Le Conseil de M. [S] [G] demande que le Préfet soit débouté de sa demande de prolongation de la rétention administrative. Elle fait valoir d’une part que M. [G] na pas été touché par la convocation à l’audience, qu’elle n’a pas pu s’entretenir avec lui et d’autre part que son hospitalisation sous contrainte et ses troubles psychiatriques ne permettent pas la poursuite de cette rétention.
En l’espèce, M. [G] a été placé en rétention adminsitrative le 19 août 2025 aux fins d’exécuter l’arrêté d’expulsion pris le 21 janvier 2025 par le Préfet de la Côte d’Or à son encontre.
Le greffe de la juridiction, conformément à l’article R 743-3 du CESEDA, a avisé l’autorité administrative qui a ordonné le placement en rétention, le procureur de la République, l’étranger et son avocat (de permanence) du jour et de l’heure de l’audience fixé par le magistrat du siège du tribunal judiciaire.
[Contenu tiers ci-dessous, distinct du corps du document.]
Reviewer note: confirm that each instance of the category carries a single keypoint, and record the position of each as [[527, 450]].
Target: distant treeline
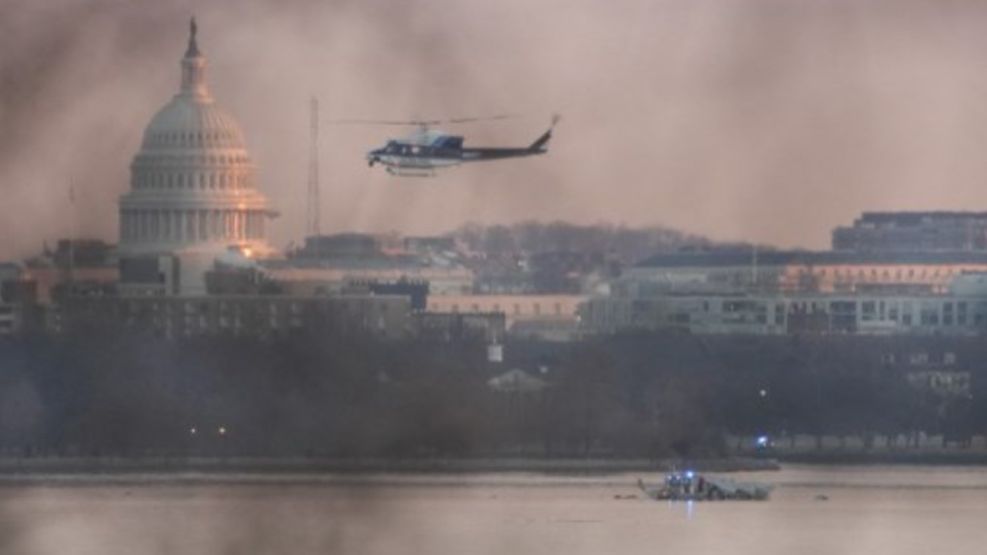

Le 17 septembre 2025, la convocation de M. [G] a été envoyée au greffe du centre de rétention avec une demande de notification. Par courriel en date du 17 septembre, le greffe du centre de rétention a indiqué que M. [G] se trouvait toujours à l’EPSAN, que l’hôpital les avait informé qu’il ne serait pas présent à l’audience du lendemain, qu’aucune date de sortie ne pouvait leur être communiqué. Le greffe a conclu en précisant, “il nous sera également impossible de lui notifier sa convocation”.
M. [G] étant sous la responsabilité du Préfet au centre de rétention admistrative, il appartenait pourtant à l’administration de lui notifier cette convocation. Le fait que M. [G] n’ait pas été touché par la convocation à l’audience porte atteinte aux droits de la Défense, vicie la procédure et est opposable à toutes les parties (2ème Civ., 26 avril 2001, pourvoi n° 00-50.016).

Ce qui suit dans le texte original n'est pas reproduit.